Dementia: Diagnosis

(asked on 4th February 2025) - View Source

Question to the Department of Health and Social Care:

To ask the Secretary of State for Health and Social Care, with reference to NHS England's guidance entitled 2025/26 priorities and operational planning guidance, published on 30 January 2025, if he will make an assessment of the potential impact of the removal of the dementia diagnosis target rate on the NHS.


Answered by
Stephen Kinnock Portrait
Stephen Kinnock
Minister of State (Department of Health and Social Care)
This question was answered on 13th February 2025

We remain committed to increasing dementia diagnosis rates and agree that early diagnosis is vital to ensure people with dementia can access the treatment and support they need.

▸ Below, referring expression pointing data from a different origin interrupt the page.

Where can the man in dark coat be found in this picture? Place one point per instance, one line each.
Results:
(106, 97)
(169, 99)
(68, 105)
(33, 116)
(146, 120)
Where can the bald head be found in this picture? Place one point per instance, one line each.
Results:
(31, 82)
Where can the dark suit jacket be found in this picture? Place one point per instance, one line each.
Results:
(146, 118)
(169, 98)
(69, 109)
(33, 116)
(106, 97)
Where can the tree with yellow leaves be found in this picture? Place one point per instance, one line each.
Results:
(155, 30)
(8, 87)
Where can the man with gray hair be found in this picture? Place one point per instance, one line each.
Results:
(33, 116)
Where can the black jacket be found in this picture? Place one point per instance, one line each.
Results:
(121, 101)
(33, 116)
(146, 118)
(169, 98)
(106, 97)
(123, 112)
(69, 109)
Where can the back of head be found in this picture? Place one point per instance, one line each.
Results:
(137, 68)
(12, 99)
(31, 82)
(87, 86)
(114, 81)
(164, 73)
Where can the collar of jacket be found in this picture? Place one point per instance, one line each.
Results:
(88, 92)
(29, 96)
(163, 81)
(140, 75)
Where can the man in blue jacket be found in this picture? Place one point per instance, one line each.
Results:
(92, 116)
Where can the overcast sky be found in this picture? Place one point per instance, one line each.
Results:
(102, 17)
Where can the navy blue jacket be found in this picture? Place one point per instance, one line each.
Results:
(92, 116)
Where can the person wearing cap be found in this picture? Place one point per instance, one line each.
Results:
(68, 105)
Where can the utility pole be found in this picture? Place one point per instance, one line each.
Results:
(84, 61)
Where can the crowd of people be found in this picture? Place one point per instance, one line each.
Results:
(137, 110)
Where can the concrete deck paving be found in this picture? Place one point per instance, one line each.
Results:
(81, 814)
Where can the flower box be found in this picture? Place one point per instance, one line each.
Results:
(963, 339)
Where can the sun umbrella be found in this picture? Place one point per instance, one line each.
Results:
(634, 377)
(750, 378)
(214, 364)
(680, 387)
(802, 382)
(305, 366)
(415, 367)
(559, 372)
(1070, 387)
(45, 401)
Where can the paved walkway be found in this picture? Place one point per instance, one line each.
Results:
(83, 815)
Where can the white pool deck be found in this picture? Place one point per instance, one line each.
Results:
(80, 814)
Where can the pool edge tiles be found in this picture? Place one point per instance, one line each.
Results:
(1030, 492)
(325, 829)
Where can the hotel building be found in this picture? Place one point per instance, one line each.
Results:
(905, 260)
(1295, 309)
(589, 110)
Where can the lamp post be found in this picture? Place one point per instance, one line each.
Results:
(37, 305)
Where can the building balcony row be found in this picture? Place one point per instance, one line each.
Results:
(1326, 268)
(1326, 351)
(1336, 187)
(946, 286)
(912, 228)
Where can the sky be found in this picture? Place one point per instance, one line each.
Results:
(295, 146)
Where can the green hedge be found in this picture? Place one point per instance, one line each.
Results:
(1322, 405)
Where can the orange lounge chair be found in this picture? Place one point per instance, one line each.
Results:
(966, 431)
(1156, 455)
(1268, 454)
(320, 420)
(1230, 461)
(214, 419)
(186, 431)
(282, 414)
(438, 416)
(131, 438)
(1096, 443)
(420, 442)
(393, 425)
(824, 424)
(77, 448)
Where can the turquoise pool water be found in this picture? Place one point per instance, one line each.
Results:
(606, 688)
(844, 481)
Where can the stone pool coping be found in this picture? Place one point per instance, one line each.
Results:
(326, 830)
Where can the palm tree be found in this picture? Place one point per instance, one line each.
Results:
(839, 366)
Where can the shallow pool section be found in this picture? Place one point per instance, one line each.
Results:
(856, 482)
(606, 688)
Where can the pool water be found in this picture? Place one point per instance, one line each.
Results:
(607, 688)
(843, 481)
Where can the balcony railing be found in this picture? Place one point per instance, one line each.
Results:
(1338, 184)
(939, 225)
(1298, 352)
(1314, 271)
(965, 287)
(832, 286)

We have taken a new approach to NHS Planning Guidance this year, reducing the number of national directives from 32 to 18. We will only turn the National Health Service around by doing things differently. These are the first steps on our journey for long-term reform of the NHS.

NHS Planning Guidance is not an exhaustive list of everything the NHS does, and the absence of a target does not mean it is not an area of focus. The Darzi Investigation found that there are too many targets set for the NHS, which made it hard for local systems to prioritise their actions or to be held properly accountable.

Our aim is to give more power to local systems and let them decide how they use local funding to best meet the needs of their local population. This approach signals our ambition for reform, recognises the role of the NHS in driving economic growth, and enshrines our commitment to financial rigour in the system.

Through our extensive public engagement as part of the 10-Year Health Plan, we will continue to listen to patients’ priorities and keep focused on what matters most to the public.

Lord Darzi’s independent review showed that a timely diagnosis is vital to ensuring that a person with dementia can access the advice, information, care, and support that can help them to live well and remain independent for as long as possible.

The 10-Year Health Plan will address the challenges diagnosed by Lord Darzi and set the vision for what good joined-up care looks like for people with a combination of complex health and care needs. It will set out how we support and enable health and social care services to work together better to provide that joined-up care.